The disposable razor market – the first to feel the wrath of the DTC revolution with Dollar Shave Club – provides an ideal vantage point to survey the disruption and the actual vulnerabilities of the big incumbents.
Five years after the arrival of Dollar Shave Club the DTC story does appear attractive. From a standing start seven years ago the brand now generates around $200m in the US alone and was the subject of a $1bn acquisition. But dig a little deeper and it’s less persuasive. While Dollar Shave Club enjoys a 50% share of online razor sales in America, Gillette continues to take around two thirds of the total razor market and its own online razor club is currently outgrowing everyone.

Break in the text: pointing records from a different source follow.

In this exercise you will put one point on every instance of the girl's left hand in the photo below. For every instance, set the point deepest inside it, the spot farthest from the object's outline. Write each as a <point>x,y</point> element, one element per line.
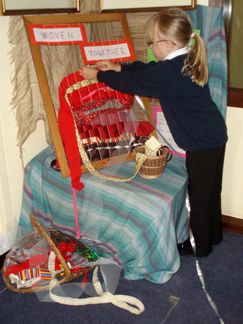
<point>88,73</point>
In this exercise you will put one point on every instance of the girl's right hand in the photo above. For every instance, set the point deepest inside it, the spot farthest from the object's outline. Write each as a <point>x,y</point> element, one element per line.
<point>108,65</point>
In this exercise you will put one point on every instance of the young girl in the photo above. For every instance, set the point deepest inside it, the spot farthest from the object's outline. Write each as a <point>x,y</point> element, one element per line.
<point>179,80</point>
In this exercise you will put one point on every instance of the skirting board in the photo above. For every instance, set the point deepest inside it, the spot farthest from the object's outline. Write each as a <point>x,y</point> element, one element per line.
<point>230,224</point>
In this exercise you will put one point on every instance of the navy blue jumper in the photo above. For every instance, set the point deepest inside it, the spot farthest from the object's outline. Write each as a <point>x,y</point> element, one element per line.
<point>197,127</point>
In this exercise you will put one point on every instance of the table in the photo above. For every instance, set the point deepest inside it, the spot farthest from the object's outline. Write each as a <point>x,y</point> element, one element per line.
<point>138,222</point>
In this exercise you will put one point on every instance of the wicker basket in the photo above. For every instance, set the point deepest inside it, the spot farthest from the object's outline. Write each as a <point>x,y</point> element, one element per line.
<point>52,237</point>
<point>153,167</point>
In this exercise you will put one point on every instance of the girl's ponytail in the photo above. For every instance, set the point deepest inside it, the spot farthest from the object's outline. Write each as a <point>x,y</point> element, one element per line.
<point>196,62</point>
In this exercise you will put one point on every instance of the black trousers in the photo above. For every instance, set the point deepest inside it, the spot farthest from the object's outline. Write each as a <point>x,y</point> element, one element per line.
<point>205,169</point>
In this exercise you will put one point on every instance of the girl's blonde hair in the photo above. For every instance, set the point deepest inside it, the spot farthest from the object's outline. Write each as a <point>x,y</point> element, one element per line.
<point>175,25</point>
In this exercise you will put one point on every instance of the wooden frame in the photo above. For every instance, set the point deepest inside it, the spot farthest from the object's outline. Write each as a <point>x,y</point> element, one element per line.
<point>43,82</point>
<point>16,7</point>
<point>144,5</point>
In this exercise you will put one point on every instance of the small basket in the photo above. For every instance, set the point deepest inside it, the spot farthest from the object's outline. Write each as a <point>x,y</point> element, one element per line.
<point>153,167</point>
<point>52,239</point>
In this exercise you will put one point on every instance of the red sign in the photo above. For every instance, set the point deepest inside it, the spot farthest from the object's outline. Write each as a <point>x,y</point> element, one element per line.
<point>57,34</point>
<point>115,50</point>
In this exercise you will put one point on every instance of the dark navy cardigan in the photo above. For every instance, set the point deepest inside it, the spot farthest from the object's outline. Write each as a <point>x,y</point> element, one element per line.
<point>192,116</point>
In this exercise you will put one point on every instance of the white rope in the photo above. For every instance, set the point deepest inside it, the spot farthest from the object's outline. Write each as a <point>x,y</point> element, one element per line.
<point>126,302</point>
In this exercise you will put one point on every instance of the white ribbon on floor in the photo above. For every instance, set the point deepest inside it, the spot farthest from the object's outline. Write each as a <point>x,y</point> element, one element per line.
<point>200,274</point>
<point>126,302</point>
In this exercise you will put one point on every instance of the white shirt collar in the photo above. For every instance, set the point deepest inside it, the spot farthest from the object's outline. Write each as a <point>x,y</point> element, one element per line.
<point>180,51</point>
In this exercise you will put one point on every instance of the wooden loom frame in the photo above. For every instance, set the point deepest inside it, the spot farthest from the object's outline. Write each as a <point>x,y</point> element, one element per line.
<point>43,82</point>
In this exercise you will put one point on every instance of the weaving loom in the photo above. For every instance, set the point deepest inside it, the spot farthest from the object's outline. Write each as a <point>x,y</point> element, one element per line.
<point>108,122</point>
<point>94,118</point>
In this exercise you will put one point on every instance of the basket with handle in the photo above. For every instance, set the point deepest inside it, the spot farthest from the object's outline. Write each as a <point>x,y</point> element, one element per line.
<point>153,167</point>
<point>26,267</point>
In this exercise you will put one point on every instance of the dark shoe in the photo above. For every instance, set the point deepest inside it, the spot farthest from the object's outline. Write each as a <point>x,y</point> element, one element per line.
<point>185,248</point>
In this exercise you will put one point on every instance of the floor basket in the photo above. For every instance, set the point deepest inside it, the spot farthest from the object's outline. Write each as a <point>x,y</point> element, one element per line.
<point>153,167</point>
<point>35,274</point>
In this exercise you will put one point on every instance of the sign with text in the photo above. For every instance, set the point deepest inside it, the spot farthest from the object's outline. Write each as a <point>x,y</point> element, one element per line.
<point>116,51</point>
<point>59,34</point>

If we have learned anything from the last decade in marketing it’s that disruption is rarely as disruptive as conference speakers would have us believe, and incumbents are not quite as secure as they might want us to think. Gillette remains the incredibly dominant global razor brand. Dollar Shave Club and the others that follow it are small, very interesting alternatives. But the idea that DTC brands are about to unseat the undisputed category champs should be treated with the scepticism it deserves.